Turkey poults on a free-range farm (EBAA)
Turkey poults on a free-range farm. (Photo: EBAA)

Poultry meat may be labeled “free-range” if the birds were provided an opportunity to access the outdoors. No other requirements – such as space given to birds inside, the amount of time spent outdoors, or the quality and size of the outdoor area – are specified by the USDA. (1)

Department of Agriculture says the term ‘free range’ or ‘free roaming’ can be used to describe poultry that ‘has been allowed access to the outside.’ Such a loose definition, without a government standard, leaves lots of room for interpretation. As long as a bird has outdoor access, it can live in a warehouse-style shed with 20,000 other birds and still be labeled ‘free range.’

The Washington Post, Bird Words: Translating the Label, 11/15/06

The free-range label applies only to birds raised for meat, not eggs. There is a cage-free label for eggs; but it is not regulated by the USDA, nor does it guarantee that the hens were provided access to the outdoors. Neither label requires third-party certification. Even for USDA Organic, the most extensively regulated label, minimum levels of outdoor access have not been set and specific rules do not apply to stocking density or flock size. (1)

In 2003, the Oakland Tribune wrote in their article, How one egg farmer has gone cage-free for 20 years, “Steve Mahrt, self-proclaimed ‘head chicken farmer’ and owner of Petaluma Farms, has been selling fertile, cage-free and organic eggs to West Coast consumers for 20 years.… ‘We’re the original, free-ranging chicken people,’ says Mahrt, a former California Egg Commission chairman.” Below is a picture taken at Mahrt’s free range farm.

Mahrt’s Free Range Farm (Viva! USA & Farm Sanctuary)
Mahrt’s Free Range Farm. (Photo: Viva! USA & Farm Sanctuary)

Even when a farm appears to be taking better care of their animals, there can be hidden cruelty, such as at Bell & Evans which was found to be grinding baby chicks alive in the below 2013 Compassion Over Killing undercover video.

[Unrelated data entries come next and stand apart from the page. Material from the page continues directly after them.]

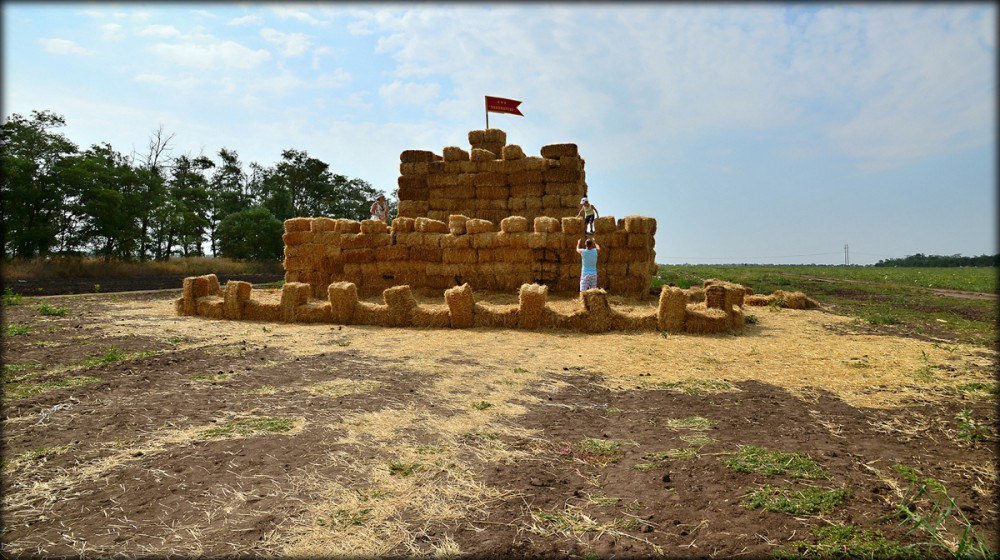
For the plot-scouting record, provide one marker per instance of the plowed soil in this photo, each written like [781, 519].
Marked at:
[121, 435]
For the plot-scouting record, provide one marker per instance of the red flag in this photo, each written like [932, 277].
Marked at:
[501, 105]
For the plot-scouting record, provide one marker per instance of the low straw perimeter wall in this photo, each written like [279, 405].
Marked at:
[721, 310]
[491, 181]
[430, 253]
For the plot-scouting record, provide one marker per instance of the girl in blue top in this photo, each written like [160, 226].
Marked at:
[588, 257]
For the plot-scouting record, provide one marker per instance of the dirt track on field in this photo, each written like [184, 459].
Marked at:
[402, 441]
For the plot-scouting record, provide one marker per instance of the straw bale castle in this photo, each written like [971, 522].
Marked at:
[491, 217]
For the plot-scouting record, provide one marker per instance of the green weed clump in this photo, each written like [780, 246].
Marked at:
[848, 541]
[18, 330]
[50, 311]
[21, 390]
[400, 469]
[784, 499]
[753, 459]
[926, 506]
[971, 430]
[248, 427]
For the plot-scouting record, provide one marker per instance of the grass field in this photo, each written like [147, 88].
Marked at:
[880, 299]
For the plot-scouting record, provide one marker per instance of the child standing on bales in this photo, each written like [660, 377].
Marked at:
[588, 257]
[380, 210]
[589, 212]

Female chicks, whether destined for cages or not, are typically debeaked at the hatchery. Turkeys raised on free-range farms are often subjected to debeaking and toe trimming such as the baby turkey below.

EBAA-4
(Photo: EBAA)

Free-range and cage-free farms vary greatly, and while they may be an improvement over conventional farms, they are by no means free of suffering. Visiting the farms and slaughterhouses is the only way to know how the animals are being raised and killed before the meat hits your plate.

Reference

1. USDA ERS, Outlook Report No. LDP-M-150-01, December 2006.